A typical Saturday morning in Paris

Most things in France can be described with respect to how they are "in theory" and "in practice."  In theory, the small apartment that I rent is super-cute.  In practice, it is usually draped with drying laundry.  Here is my kitchen--the sheets are draped all over the bathroom.
Most things in France can be described with respect to how they are “in theory” and “in practice.” In theory, the small apartment that I rent is super-cute. In practice, it is usually draped with drying laundry. Here is my kitchen–the sheets are draped all over the bathroom.

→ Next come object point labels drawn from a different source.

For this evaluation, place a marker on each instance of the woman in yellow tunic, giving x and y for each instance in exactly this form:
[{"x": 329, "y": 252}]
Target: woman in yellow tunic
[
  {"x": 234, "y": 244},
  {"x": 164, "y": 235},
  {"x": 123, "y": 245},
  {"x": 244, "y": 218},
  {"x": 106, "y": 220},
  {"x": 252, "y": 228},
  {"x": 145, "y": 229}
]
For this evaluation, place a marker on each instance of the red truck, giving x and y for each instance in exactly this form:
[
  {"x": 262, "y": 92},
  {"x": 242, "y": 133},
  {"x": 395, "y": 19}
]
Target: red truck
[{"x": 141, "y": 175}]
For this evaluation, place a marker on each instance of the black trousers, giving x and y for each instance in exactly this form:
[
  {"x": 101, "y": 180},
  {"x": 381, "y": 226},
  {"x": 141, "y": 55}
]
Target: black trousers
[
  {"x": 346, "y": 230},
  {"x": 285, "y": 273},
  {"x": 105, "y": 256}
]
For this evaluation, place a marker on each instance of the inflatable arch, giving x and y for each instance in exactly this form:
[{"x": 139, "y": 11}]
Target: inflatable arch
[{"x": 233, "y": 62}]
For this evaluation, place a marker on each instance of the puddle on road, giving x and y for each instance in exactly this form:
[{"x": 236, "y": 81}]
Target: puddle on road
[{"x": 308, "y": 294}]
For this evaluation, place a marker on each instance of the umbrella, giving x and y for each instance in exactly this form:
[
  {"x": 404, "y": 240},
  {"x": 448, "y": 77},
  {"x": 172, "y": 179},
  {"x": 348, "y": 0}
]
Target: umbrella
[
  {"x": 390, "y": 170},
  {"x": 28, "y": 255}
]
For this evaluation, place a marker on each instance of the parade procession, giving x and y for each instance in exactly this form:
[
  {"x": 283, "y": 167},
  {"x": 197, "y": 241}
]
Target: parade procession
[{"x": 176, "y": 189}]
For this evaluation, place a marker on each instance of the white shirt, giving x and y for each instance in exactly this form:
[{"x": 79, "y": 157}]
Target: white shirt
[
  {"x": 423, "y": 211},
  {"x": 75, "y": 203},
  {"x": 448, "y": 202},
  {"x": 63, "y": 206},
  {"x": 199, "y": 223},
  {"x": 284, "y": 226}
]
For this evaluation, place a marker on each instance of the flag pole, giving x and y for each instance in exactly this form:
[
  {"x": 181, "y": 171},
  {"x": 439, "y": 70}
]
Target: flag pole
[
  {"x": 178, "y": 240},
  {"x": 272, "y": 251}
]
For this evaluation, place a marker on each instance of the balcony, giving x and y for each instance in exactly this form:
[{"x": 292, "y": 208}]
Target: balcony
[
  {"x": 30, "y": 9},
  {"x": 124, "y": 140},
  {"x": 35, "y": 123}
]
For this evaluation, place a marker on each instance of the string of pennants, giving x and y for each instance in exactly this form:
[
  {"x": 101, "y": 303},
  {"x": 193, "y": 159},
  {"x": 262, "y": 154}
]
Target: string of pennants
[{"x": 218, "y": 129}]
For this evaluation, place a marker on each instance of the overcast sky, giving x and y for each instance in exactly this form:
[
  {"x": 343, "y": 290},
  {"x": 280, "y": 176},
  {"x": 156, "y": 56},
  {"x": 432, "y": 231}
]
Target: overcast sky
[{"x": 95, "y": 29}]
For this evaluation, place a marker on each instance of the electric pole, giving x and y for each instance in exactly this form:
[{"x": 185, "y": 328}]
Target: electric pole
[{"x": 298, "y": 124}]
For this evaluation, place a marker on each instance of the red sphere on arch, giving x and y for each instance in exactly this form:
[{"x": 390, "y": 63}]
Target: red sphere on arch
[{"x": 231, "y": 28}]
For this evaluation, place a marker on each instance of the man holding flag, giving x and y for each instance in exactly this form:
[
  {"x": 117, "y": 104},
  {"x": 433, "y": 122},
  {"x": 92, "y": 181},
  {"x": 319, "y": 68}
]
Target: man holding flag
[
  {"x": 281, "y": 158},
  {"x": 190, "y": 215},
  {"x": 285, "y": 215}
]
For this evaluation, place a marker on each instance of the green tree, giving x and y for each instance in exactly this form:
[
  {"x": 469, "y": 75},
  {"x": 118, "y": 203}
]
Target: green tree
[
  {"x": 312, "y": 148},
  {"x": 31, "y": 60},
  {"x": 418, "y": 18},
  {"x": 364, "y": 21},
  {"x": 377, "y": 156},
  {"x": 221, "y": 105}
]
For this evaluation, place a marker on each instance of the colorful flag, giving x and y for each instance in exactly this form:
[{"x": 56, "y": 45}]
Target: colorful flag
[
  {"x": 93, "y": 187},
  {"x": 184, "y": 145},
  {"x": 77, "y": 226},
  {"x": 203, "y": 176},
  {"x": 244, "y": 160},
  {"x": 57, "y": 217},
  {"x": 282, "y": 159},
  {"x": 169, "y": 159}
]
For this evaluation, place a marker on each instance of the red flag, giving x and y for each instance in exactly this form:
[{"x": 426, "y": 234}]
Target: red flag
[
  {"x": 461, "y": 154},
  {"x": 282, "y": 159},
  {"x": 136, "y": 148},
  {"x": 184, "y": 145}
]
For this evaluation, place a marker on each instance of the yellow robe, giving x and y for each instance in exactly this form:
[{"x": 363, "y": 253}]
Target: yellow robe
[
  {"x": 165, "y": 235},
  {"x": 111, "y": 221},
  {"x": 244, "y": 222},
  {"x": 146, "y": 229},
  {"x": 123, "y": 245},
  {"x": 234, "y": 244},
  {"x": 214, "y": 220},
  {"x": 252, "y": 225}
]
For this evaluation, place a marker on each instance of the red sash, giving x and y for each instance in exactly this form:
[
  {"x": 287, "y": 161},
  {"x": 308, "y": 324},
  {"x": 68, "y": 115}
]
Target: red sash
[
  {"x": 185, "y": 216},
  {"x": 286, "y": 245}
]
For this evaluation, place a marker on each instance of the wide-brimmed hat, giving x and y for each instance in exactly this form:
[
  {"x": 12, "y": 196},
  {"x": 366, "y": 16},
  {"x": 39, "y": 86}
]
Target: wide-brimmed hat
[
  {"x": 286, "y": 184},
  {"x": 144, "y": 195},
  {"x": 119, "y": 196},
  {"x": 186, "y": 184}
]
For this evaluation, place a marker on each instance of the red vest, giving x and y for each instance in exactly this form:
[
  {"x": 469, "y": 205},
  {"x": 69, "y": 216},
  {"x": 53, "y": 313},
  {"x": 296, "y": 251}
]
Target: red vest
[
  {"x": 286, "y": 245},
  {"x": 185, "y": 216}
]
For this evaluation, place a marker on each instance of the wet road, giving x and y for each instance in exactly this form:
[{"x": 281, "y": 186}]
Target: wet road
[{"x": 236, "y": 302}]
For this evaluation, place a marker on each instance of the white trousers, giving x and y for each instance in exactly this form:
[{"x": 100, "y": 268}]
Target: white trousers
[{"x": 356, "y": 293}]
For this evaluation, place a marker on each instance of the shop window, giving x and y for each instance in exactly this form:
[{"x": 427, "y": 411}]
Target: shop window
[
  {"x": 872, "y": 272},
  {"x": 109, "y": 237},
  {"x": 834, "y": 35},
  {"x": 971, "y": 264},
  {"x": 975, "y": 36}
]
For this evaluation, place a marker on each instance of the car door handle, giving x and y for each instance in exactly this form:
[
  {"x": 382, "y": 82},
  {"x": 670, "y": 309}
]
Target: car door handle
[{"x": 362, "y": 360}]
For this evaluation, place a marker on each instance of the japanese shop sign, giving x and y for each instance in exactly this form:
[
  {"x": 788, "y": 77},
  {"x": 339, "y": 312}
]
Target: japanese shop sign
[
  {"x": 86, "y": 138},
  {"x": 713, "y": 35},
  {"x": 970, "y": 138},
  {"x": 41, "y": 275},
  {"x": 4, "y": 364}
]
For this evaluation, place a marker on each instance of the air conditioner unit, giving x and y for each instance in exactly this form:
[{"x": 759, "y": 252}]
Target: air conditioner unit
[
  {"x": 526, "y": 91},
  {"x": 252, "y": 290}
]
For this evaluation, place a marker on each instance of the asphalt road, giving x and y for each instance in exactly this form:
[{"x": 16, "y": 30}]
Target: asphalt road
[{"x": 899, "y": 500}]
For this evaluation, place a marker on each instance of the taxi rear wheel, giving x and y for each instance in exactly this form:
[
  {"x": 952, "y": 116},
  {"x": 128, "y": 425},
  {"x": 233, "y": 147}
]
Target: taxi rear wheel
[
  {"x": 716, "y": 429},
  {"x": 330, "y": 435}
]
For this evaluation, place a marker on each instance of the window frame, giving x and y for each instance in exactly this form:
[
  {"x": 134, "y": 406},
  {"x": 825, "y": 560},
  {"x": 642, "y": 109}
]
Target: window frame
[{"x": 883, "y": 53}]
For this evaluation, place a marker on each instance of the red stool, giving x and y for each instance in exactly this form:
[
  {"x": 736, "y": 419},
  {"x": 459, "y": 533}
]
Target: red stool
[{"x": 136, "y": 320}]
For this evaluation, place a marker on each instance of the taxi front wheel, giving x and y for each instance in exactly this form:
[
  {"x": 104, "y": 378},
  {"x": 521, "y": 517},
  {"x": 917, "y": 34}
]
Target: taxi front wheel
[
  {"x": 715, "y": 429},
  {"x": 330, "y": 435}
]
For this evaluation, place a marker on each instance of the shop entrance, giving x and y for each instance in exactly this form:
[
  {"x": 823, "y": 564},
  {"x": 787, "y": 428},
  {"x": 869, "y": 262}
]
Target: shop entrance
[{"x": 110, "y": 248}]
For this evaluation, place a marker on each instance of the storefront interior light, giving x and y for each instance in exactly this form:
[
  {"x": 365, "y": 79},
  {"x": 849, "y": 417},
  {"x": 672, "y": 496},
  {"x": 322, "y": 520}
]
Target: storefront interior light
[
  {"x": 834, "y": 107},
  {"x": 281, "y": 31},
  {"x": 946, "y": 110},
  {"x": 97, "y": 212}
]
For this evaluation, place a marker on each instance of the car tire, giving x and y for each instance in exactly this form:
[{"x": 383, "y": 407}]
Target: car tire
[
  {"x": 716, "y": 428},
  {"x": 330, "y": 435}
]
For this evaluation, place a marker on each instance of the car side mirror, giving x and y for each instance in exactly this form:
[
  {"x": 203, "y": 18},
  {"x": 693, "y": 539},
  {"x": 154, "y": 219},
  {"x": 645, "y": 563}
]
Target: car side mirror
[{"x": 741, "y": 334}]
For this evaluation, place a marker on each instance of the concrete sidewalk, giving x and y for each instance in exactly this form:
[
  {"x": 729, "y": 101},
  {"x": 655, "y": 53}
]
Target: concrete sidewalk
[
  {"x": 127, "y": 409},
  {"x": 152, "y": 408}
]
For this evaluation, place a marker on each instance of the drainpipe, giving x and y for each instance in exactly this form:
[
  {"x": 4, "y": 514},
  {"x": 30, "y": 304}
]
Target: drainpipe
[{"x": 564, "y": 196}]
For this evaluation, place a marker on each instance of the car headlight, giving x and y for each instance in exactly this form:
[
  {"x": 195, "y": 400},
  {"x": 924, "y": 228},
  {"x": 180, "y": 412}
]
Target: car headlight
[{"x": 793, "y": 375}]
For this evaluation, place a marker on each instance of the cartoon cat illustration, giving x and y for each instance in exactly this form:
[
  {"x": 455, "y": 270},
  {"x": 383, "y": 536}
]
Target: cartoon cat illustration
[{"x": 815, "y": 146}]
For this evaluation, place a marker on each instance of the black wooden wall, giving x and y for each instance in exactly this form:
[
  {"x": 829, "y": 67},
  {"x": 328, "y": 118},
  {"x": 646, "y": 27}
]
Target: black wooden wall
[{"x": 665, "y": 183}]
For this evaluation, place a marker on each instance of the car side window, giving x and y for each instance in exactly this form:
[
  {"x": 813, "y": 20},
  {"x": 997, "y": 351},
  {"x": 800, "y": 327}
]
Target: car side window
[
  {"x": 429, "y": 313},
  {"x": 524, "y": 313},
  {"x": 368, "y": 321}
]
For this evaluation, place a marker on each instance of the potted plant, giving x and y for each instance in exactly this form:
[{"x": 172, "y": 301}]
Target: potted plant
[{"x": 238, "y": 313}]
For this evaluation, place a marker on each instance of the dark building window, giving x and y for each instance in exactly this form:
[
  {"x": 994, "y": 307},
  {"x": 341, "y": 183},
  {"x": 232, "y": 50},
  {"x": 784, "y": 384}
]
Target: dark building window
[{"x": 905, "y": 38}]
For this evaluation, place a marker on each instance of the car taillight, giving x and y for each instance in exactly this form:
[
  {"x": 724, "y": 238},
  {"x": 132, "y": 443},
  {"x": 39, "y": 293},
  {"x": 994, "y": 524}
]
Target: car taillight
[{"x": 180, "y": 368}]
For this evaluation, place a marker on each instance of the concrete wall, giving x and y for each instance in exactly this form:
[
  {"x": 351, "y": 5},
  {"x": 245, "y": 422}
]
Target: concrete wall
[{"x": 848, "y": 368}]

In general, private time is valued more than work time here, much differently from in the United States.  People are generally not willing to give up their personal time in exchange for a small amount of extra money, so the vast majority of Parisian businesses close quite early, by American standards–by 7 PM, or 8 PM at the latest.  This means that if you work at all past 6 PM and you have a significant commute home, you’re going to have trouble doing any normal shopping.  Additionally, most businesses are closed on Sunday.  So, Saturday is a day when many stores are crowded with people buying all of the stuff that they weren’t able to pick up during the week.

By noon today, I had done two loads of laundry and had been to the fromagerie (cheese shop), the fruit marchand (stall keeper, shop keeper, merchant), the boulangerie (bread bakery, as opposed to a patisserie, or pasty bakery), and the fleuriste (florist), with a final stop at the supermarché (supermarket–actually a very small one, rather than the Monoprix, which, as you may remember from previous posts, is a horrid experience) for the stuff that I couldn’t find anywhere else.  Along the way, I popped into a Middle Eastern restaurant for a quick lamb tongue sandwich–yum.  This leaves me time for a long Saturday afternoon of grading corpus linguistics papers–yay!

  • le/la fleuriste: florist.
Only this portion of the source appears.